Seanad debates

Tuesday, 25 November 2008

2:30 pm

Photo of David NorrisDavid Norris (Independent)

I support Senator Alex White's call for a debate on the economy, which is well overdue. I am not anything of an economist, but even I am concerned when there are reports in the newspapers to the effect that the former Taoiseach, Deputy Bertie Ahern, is to approach some banking friends with a view to a dig-out and that these include J. C. Flowers, Carlyle and so on, with their associations to the Bush family, Mr. bin Laden's close relatives and so on. If these people are to come in and do a Tony O'Reilly on it, as he did with Eircom, the Irish taxpayer should be given a shot at it. If they are going to be able to get in and out within five years and make enormous profits, why do we not do it? That would be a useful employment of the pension funds. We should make a profit out of our own industry and kick the banks, if that is needed.

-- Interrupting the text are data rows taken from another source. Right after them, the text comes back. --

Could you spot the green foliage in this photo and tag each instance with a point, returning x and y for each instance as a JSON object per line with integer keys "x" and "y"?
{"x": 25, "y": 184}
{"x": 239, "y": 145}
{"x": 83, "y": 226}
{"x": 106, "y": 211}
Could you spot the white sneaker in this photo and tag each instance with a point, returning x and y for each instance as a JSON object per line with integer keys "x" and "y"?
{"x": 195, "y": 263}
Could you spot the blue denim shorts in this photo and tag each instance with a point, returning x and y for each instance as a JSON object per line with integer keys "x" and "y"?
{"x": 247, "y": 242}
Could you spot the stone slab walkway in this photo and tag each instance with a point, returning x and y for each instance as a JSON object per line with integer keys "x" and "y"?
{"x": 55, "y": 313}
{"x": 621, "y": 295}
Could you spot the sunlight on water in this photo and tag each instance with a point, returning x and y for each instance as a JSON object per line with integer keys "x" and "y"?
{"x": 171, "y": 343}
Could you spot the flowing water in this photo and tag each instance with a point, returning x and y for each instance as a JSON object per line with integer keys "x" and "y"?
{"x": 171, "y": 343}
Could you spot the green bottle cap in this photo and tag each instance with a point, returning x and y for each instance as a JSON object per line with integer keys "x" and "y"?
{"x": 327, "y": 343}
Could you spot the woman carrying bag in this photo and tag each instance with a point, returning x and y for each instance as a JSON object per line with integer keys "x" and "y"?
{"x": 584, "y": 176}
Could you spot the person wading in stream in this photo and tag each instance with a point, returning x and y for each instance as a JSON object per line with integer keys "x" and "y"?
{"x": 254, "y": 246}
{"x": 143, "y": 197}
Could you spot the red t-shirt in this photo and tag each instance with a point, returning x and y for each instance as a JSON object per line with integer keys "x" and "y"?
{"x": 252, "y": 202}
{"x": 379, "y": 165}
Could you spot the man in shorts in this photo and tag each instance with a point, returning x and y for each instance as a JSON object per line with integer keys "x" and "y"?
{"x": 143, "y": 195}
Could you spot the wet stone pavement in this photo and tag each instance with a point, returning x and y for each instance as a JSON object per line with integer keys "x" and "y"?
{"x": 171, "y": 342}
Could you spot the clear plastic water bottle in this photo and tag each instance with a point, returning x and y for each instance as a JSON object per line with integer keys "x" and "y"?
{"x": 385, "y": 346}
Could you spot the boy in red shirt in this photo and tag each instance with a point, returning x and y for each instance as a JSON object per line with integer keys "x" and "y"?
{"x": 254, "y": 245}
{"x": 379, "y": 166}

I also believe that we need a debate on the economy. As a simple person, I am astonished at the way matters are being managed. The British Chancellor of the Exchequer is reducing VAT while simultaneously we are putting it up. To add what Margaret Thatcher would have called the triple whammy, Dublin Corporation is shoving 3.5% on to the rates for businesses in central Dublin. That should make a happy Christmas for everybody. I notice there is a secular Christmas tree — there is no sign of a crib — sponsored by the Dublin City Centre Business Association. I doubt if its members will have such a happy Christmas, as might have been envisaged.

I support Senator Labrás Ó Murchú in regard to FÁS. The reports are disturbing and at a time of severe economic retrenchment it is provocative and aggravating to see the apparently exotic lifestyle of some of these people at the top of FÁS. I was not very impressed by the performance of the chief executive, although of course he was in a corner. He seemed to be trying to maintain two contradictory positions at the same time. He said one needed to go first class in order to arrive fresh at meetings. Then he said he did not cost the taxpayer any money because he had downgraded himself, not to economy class but to business class, in order to bring his wife with him at no extra cost to the taxpayer. He may have arrived comforted by the presence of his spouse, but I doubt whether he was as fresh as he might have been had he travelled solo in first class.